1. Waiver Consciente - voluntarily made by the vendee without the knowledge and
assumption of the risks of eviction. Vendor shall pay only the value which the thing sold had
at the time of eviction; and
2. Waiver Intencionada - made by the vendee with knowledge of the risks of eviction and
assumption of its consequences, in which case the vendor is not liable provided he did not act
in bad faith.

What are the buyer’s options in case of breach of warranty by the seller?

ANS:

The buyer may, at his election:


1. Accept or keep the goods and set up against the seller, the breach of warranty by ways of
recoupment in diminution or extinction of the price;

2. Accept or keep the goods and maintain an action against the seller for damages for the
breach of warranty;
3. Refuse to accept the goods, and maintain an action against the seller for damages for the
breach of warranty;

4. Rescind the contract of sale and refuse them or offer to return them to the seller and
recover the price or any part thereof which has been paid;

Note: When the buyer has claimed and been granted a remedy in any of the
abovementioned, no other remedy can thereafter be granted granted without prejudice to the
provisions of the second paragraph of Article 1191 of the New Civil Code.

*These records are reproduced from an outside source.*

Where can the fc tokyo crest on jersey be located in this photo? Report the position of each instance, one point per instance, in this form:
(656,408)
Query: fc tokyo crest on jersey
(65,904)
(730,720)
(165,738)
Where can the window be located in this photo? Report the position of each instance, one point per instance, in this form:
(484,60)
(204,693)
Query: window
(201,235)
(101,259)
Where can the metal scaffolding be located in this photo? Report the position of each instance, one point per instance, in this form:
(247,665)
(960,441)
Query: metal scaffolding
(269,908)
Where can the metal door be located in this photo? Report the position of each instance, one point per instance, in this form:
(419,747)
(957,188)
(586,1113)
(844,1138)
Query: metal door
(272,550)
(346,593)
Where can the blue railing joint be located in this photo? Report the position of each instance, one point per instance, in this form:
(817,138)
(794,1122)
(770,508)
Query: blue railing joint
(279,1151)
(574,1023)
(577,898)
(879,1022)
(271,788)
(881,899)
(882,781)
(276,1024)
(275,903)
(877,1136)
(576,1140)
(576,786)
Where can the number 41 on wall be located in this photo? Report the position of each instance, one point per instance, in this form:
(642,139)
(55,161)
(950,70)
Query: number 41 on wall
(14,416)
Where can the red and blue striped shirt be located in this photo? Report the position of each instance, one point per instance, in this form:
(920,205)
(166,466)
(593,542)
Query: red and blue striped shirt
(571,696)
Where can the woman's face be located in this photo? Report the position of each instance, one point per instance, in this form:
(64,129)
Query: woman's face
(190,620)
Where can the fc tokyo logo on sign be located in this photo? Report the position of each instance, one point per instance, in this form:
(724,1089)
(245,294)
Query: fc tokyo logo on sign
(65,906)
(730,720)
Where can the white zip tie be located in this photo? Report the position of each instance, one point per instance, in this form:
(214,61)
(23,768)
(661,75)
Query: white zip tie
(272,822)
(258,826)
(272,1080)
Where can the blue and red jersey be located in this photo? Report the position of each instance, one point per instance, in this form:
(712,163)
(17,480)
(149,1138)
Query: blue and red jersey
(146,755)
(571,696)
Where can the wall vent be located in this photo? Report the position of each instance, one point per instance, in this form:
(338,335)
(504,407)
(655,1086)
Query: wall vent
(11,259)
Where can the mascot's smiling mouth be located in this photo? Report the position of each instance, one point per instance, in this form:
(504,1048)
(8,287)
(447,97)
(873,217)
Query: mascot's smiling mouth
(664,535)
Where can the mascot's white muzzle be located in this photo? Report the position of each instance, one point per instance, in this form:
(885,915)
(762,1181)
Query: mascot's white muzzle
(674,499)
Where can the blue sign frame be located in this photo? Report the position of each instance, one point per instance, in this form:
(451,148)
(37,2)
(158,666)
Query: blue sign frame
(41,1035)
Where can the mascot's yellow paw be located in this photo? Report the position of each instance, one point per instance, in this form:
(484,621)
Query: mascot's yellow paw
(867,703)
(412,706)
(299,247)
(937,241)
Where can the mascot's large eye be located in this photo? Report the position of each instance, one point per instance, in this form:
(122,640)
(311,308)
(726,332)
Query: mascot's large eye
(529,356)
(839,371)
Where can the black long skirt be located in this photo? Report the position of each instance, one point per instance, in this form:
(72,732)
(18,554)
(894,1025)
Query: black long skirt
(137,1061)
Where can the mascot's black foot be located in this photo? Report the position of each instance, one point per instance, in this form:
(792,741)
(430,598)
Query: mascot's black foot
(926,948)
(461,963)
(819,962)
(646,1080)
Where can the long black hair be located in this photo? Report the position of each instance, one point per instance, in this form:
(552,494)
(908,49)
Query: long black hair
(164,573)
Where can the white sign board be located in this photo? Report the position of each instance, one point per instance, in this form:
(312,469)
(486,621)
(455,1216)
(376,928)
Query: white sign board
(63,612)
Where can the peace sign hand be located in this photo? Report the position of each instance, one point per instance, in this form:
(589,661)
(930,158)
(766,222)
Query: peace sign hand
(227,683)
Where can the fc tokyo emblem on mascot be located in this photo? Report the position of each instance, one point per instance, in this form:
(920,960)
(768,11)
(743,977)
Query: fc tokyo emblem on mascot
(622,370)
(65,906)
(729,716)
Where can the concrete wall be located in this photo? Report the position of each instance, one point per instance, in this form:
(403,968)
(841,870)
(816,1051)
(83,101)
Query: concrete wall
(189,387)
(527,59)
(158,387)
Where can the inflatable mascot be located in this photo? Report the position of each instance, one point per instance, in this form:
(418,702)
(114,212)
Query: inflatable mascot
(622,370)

Article 1191 par. 2. The injured party may choose between the fulfillment and the rescission
of the obligation, with the payment of damages in either case. He may also seek rescission,
even after he has chosen fulfillment, if the latter should become impossible.

5. In the case of breach of warranty of quality, such loss, in the absence of special
circumstances showing proximate damage of a greater amount, is the difference between the
value of the goods at the time of delivery to the buyer and the value they would have had if
they had answered to the warranty (Art. 1599).

When is the buyer not entitled to rescind the sale?

ANS:

Should the goods have been delivered t the buyer, he cannot rescind the sale in any of the
following instances:

1. If he knew of the breach of warranty when he accepted the goods without protest;
2. If he fails to notify the seller within a reasonable time of the election to rescind; or
3. If he fails to return or to offer to return the goods to the seller in substantially as good
condition as they were in at the time the ownership was transferred to the buyer (Art. 1599).